“The Man Thinking Club”

1997 Phi Beta Kappa oration by Anne Fadiman

Anne Fadiman '74, who becomes editor of The American Scholar at the end of this year, was the 1997 Phi Beta Kappa orator. She spoke about the hazards of cultural politics. Recounting the myth of Procrustes, Fadiman warned against the tendency to reduce literature, or any other form of culture, so that it fits a "skinny little two-dimensional line running from right to left." Although such binary approaches might work for electoral politics, she argued, polarization is the enemy of nuance--the essence of literature. When a piece of literature is fitted to the Procrustean bed, she warned, it is, "as a kind of casual side effect, murdered." This excerpt covers the fourth of five questions, all concerning the role of the literary canon in the "Culture Wars," that Fadiman asked her audience to consider.

 

What do you do when a work's language leaves you out?
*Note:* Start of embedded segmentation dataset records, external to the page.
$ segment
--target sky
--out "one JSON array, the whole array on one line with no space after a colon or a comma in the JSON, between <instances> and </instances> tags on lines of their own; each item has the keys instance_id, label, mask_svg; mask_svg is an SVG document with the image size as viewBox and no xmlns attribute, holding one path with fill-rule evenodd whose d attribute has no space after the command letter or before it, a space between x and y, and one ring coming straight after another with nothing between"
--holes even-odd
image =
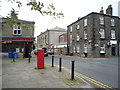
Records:
<instances>
[{"instance_id":1,"label":"sky","mask_svg":"<svg viewBox=\"0 0 120 90\"><path fill-rule=\"evenodd\" d=\"M67 30L67 26L76 21L79 17L84 17L91 12L99 12L103 7L104 13L111 4L113 15L118 16L118 2L120 0L40 0L45 5L53 3L57 12L63 12L64 18L53 19L50 16L42 16L37 11L31 11L26 6L27 0L20 0L22 7L19 9L16 4L8 3L7 0L1 0L0 14L6 17L12 8L19 11L19 19L35 22L35 37L47 29L56 26Z\"/></svg>"}]
</instances>

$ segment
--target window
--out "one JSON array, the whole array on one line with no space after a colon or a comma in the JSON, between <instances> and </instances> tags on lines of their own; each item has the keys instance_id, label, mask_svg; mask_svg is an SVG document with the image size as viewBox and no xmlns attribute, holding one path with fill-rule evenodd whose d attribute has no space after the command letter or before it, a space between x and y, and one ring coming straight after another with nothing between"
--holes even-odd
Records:
<instances>
[{"instance_id":1,"label":"window","mask_svg":"<svg viewBox=\"0 0 120 90\"><path fill-rule=\"evenodd\" d=\"M99 33L100 33L100 38L105 38L105 30L104 29L100 29Z\"/></svg>"},{"instance_id":2,"label":"window","mask_svg":"<svg viewBox=\"0 0 120 90\"><path fill-rule=\"evenodd\" d=\"M72 32L72 26L70 27L70 32Z\"/></svg>"},{"instance_id":3,"label":"window","mask_svg":"<svg viewBox=\"0 0 120 90\"><path fill-rule=\"evenodd\" d=\"M13 25L13 35L21 35L22 34L22 29L20 24Z\"/></svg>"},{"instance_id":4,"label":"window","mask_svg":"<svg viewBox=\"0 0 120 90\"><path fill-rule=\"evenodd\" d=\"M87 26L87 19L84 20L84 26Z\"/></svg>"},{"instance_id":5,"label":"window","mask_svg":"<svg viewBox=\"0 0 120 90\"><path fill-rule=\"evenodd\" d=\"M115 30L111 30L111 39L115 39Z\"/></svg>"},{"instance_id":6,"label":"window","mask_svg":"<svg viewBox=\"0 0 120 90\"><path fill-rule=\"evenodd\" d=\"M75 46L73 47L73 53L75 53Z\"/></svg>"},{"instance_id":7,"label":"window","mask_svg":"<svg viewBox=\"0 0 120 90\"><path fill-rule=\"evenodd\" d=\"M87 53L87 43L84 44L84 53Z\"/></svg>"},{"instance_id":8,"label":"window","mask_svg":"<svg viewBox=\"0 0 120 90\"><path fill-rule=\"evenodd\" d=\"M77 45L77 53L80 53L80 47Z\"/></svg>"},{"instance_id":9,"label":"window","mask_svg":"<svg viewBox=\"0 0 120 90\"><path fill-rule=\"evenodd\" d=\"M111 22L111 26L115 26L115 20L113 18L111 19L110 22Z\"/></svg>"},{"instance_id":10,"label":"window","mask_svg":"<svg viewBox=\"0 0 120 90\"><path fill-rule=\"evenodd\" d=\"M104 17L103 16L100 16L100 24L104 25Z\"/></svg>"},{"instance_id":11,"label":"window","mask_svg":"<svg viewBox=\"0 0 120 90\"><path fill-rule=\"evenodd\" d=\"M87 39L87 30L84 30L84 39Z\"/></svg>"},{"instance_id":12,"label":"window","mask_svg":"<svg viewBox=\"0 0 120 90\"><path fill-rule=\"evenodd\" d=\"M104 43L100 44L100 53L105 53L105 44Z\"/></svg>"},{"instance_id":13,"label":"window","mask_svg":"<svg viewBox=\"0 0 120 90\"><path fill-rule=\"evenodd\" d=\"M79 41L79 39L80 39L80 37L79 37L79 35L77 35L77 41Z\"/></svg>"},{"instance_id":14,"label":"window","mask_svg":"<svg viewBox=\"0 0 120 90\"><path fill-rule=\"evenodd\" d=\"M76 25L76 28L77 28L77 30L78 30L78 29L80 29L80 25L79 25L79 24L77 24L77 25Z\"/></svg>"}]
</instances>

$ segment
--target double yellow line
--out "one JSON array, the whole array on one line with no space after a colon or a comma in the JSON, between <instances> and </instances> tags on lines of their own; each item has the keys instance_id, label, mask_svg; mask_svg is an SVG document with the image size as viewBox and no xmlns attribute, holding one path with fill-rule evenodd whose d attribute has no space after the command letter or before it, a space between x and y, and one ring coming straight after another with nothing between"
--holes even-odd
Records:
<instances>
[{"instance_id":1,"label":"double yellow line","mask_svg":"<svg viewBox=\"0 0 120 90\"><path fill-rule=\"evenodd\" d=\"M70 71L69 69L67 69L67 68L65 68L65 67L62 67L62 68L64 68L65 70L67 70L67 71ZM75 72L75 76L76 77L80 77L80 78L82 78L82 79L84 79L84 80L86 80L86 81L89 81L89 82L91 82L91 83L93 83L93 84L95 84L95 85L97 85L97 86L99 86L99 87L101 87L101 88L105 88L105 89L112 89L112 90L116 90L116 89L114 89L114 88L112 88L112 87L110 87L110 86L108 86L108 85L105 85L105 84L103 84L103 83L101 83L101 82L98 82L98 81L96 81L96 80L94 80L94 79L92 79L92 78L89 78L89 77L87 77L87 76L85 76L85 75L83 75L83 74L81 74L81 73L78 73L78 72Z\"/></svg>"}]
</instances>

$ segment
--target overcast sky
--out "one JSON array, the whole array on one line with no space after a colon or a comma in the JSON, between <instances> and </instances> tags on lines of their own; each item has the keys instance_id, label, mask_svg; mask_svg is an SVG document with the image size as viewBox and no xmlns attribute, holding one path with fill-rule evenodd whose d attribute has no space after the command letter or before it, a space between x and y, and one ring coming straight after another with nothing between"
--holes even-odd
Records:
<instances>
[{"instance_id":1,"label":"overcast sky","mask_svg":"<svg viewBox=\"0 0 120 90\"><path fill-rule=\"evenodd\" d=\"M56 26L67 29L67 26L76 21L78 17L84 17L91 12L99 12L101 7L104 13L108 5L113 7L113 15L118 16L118 1L120 0L40 0L46 5L53 3L58 12L64 13L63 19L54 19L49 16L42 16L37 11L31 11L30 7L26 6L25 0L20 10L17 5L8 3L7 0L1 0L0 14L6 17L12 8L19 10L19 19L35 22L35 37L47 29Z\"/></svg>"}]
</instances>

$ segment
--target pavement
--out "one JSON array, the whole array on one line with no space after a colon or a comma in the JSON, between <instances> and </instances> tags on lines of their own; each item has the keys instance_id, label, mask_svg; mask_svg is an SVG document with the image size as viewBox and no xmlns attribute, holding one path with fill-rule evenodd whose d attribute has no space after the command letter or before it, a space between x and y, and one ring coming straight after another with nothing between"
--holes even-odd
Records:
<instances>
[{"instance_id":1,"label":"pavement","mask_svg":"<svg viewBox=\"0 0 120 90\"><path fill-rule=\"evenodd\" d=\"M71 80L69 69L62 67L62 72L58 71L58 66L51 67L45 64L44 69L36 69L36 56L31 58L31 63L27 58L19 58L12 61L7 53L2 55L2 88L93 88L88 82L80 77Z\"/></svg>"}]
</instances>

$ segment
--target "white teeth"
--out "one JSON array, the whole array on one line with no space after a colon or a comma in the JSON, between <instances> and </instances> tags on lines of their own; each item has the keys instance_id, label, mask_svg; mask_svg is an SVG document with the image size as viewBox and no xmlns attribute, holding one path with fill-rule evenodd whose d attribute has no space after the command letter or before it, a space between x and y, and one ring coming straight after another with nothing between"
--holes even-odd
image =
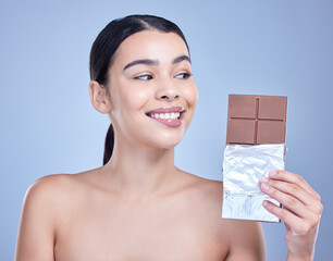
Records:
<instances>
[{"instance_id":1,"label":"white teeth","mask_svg":"<svg viewBox=\"0 0 333 261\"><path fill-rule=\"evenodd\" d=\"M171 112L171 113L151 113L150 114L151 117L155 119L165 119L165 120L175 120L175 119L180 119L181 116L181 112Z\"/></svg>"}]
</instances>

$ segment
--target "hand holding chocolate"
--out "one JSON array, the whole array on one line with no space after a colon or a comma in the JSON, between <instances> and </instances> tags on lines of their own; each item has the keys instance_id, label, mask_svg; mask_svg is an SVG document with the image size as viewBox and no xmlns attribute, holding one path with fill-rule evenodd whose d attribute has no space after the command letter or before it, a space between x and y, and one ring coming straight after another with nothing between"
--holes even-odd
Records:
<instances>
[{"instance_id":1,"label":"hand holding chocolate","mask_svg":"<svg viewBox=\"0 0 333 261\"><path fill-rule=\"evenodd\" d=\"M262 207L259 179L284 170L287 98L230 95L223 159L222 217L280 222Z\"/></svg>"}]
</instances>

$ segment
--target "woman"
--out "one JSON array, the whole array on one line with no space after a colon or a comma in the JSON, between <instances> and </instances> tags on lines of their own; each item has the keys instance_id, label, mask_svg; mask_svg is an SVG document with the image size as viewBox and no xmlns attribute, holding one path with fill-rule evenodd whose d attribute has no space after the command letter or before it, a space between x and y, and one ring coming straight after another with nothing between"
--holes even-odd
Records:
<instances>
[{"instance_id":1,"label":"woman","mask_svg":"<svg viewBox=\"0 0 333 261\"><path fill-rule=\"evenodd\" d=\"M15 260L264 260L260 223L221 219L222 183L174 166L198 99L188 46L151 15L111 22L90 52L92 107L110 116L103 166L28 189ZM322 206L300 176L262 191L285 206L288 260L310 260Z\"/></svg>"}]
</instances>

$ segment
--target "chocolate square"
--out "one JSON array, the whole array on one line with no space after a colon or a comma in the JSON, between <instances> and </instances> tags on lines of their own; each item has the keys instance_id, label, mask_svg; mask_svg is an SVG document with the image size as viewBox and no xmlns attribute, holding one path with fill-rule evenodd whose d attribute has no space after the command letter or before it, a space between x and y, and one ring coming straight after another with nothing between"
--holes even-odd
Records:
<instances>
[{"instance_id":1,"label":"chocolate square","mask_svg":"<svg viewBox=\"0 0 333 261\"><path fill-rule=\"evenodd\" d=\"M230 95L226 144L284 144L287 98Z\"/></svg>"}]
</instances>

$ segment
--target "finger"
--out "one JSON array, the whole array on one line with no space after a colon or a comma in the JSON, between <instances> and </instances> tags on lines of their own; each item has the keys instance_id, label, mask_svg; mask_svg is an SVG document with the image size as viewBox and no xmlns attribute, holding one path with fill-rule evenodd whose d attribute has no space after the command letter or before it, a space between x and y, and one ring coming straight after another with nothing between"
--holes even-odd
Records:
<instances>
[{"instance_id":1,"label":"finger","mask_svg":"<svg viewBox=\"0 0 333 261\"><path fill-rule=\"evenodd\" d=\"M273 179L279 179L287 183L297 184L299 187L310 194L316 200L320 201L320 196L311 188L311 186L299 175L283 171L275 170L269 173L269 176Z\"/></svg>"},{"instance_id":2,"label":"finger","mask_svg":"<svg viewBox=\"0 0 333 261\"><path fill-rule=\"evenodd\" d=\"M313 219L314 213L311 212L310 208L305 206L297 198L282 192L279 189L270 186L268 183L261 183L261 190L273 199L276 199L280 203L285 206L289 211L303 219Z\"/></svg>"},{"instance_id":3,"label":"finger","mask_svg":"<svg viewBox=\"0 0 333 261\"><path fill-rule=\"evenodd\" d=\"M293 214L288 209L279 208L274 203L264 200L262 202L264 209L282 220L287 229L289 228L293 235L307 235L313 227L319 224L319 219L303 220Z\"/></svg>"},{"instance_id":4,"label":"finger","mask_svg":"<svg viewBox=\"0 0 333 261\"><path fill-rule=\"evenodd\" d=\"M316 200L309 192L293 183L281 182L272 178L261 178L260 183L267 183L269 186L297 198L300 202L316 207L318 200Z\"/></svg>"},{"instance_id":5,"label":"finger","mask_svg":"<svg viewBox=\"0 0 333 261\"><path fill-rule=\"evenodd\" d=\"M266 210L282 220L292 231L297 231L297 225L303 223L303 220L300 217L296 216L287 209L278 207L269 200L264 200L262 202L262 206Z\"/></svg>"}]
</instances>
That is, if the very words exclude you, let's say because they are addressed to men and you don't happen to be one, should you stick out your tongue and say, "Well, if that's the way you feel about it, I reject you, too"?

To answer this question, I will take as my text another Phi Beta Kappa oration, in fact the greatest one of all time. It was called "The American Scholar," and it seems appropriate to mention it today, because this year's literary exercises mark its one-hundred-and-sixtieth anniversary.

The year was 1837. The speaker was Ralph Waldo Emerson. The audience included James Russell Lowell, Oliver Wendell Holmes, Edward Everett Hale, and plenty of famous people who had only two names. Emerson orated for an hour and a quarter. "Our day of dependence, our long apprenticeship to the learning of other lands, draws to a close," he said. "The millions that around us are rushing into life, cannot always be fed on the sere remains of foreign harvest." By this he meant that American intellectuals should emancipate themselves from the European tradition and establish one of their own.

Some members of the audience were not impressed. Edward Everett Hale went home and wrote in his diary that Emerson was "half-crazy" and that his speech was "not very good, and very transcendental." But Oliver Wendell Holmes, though not immediately, called "The American Scholar" "our intellectual declaration of independence." And when Thomas Carlyle was sent a copy, he wrote to Emerson, "I could have wept to read that speech, the clear high melody of it went tingling thro' my heart;... My brave Emerson!"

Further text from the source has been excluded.